Soweit die Nebenintervenientin ihre Ausführungen in der Berufung wiederholt, zu denen das Berufungsgericht eingehend Stellung genommen hat, geht sie nicht auf dessen Argumente ein und zeigt damit keine erhebliche Rechtsfrage auf. Die Klägerin beauftragte bei der Beklagten nicht den Transport mit einem Sattelauflieger mit Kofferaufbau.
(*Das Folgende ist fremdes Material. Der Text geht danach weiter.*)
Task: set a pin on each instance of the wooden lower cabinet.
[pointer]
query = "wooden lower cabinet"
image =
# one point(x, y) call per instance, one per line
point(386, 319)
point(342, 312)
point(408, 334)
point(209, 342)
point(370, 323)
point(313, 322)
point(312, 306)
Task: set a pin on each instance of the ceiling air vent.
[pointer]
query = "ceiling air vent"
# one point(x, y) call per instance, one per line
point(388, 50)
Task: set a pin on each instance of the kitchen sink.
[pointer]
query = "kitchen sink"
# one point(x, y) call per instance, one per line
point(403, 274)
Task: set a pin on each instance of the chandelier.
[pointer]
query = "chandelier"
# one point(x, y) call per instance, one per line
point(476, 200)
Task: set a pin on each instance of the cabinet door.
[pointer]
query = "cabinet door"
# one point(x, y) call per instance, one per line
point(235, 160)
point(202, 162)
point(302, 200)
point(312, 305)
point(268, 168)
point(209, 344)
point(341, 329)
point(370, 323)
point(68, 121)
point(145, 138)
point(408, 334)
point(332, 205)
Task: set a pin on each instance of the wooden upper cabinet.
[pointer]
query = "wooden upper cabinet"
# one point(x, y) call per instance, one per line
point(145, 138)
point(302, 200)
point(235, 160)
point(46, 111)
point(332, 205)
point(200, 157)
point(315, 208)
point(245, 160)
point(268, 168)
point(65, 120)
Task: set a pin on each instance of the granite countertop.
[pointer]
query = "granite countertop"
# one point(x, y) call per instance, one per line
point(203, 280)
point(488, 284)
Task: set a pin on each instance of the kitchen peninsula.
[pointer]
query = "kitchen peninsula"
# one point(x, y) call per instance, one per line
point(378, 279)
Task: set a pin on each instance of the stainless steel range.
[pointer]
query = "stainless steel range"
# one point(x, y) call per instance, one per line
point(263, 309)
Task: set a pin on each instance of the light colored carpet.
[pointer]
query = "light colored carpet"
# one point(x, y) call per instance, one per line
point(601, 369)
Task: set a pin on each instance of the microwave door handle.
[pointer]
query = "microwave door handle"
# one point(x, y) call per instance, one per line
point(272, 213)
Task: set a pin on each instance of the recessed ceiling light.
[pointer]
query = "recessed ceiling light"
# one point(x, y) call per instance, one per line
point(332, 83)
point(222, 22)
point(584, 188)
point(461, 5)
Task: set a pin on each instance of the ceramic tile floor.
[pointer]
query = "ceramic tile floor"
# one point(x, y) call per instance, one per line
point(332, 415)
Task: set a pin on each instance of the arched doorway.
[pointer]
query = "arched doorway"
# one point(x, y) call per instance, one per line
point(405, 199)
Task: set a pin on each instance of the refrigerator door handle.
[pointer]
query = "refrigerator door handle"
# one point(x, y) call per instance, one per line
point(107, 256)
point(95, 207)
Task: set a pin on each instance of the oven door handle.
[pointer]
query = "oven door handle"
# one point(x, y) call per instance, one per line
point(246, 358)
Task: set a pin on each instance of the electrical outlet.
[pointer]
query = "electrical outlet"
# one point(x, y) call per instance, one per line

Warum der Sattelanhänger mit Planenaufbau – als Folge des vereinbarten Zeitpunkts der Übernahme und der späteren Ablieferung – nicht zwei Tage im Freien in einem finnischen Hafen abgestellt werden hätte dürfen, auch wenn es zu Schneefall gekommen ist, vermag sie nicht darzulegen. Ob Schneefall einsetzt, hängt nicht von der Route ab. Warum die beklagte Frachtführerin die (fachkundige) Klägerin auf die Möglichkeit des Einsatzes eines LKW-Aufliegers mit Kofferaufbau aufmerksam hätte machen müssen, legt sie nicht dar. Zu wessen Lasten die Negativfeststellung geht, es könne nicht festgestellt werden, ob die Ware bereits bei der Übernahme mit Schimmelsporen kontaminiert gewesen sei, ist für die Beurteilung, ob grob fahrlässiges Verhalten der Beklagten vorliegt, was vom Berufungsgericht ohne Fehlbeurteilung verneint wurde, nicht relevant.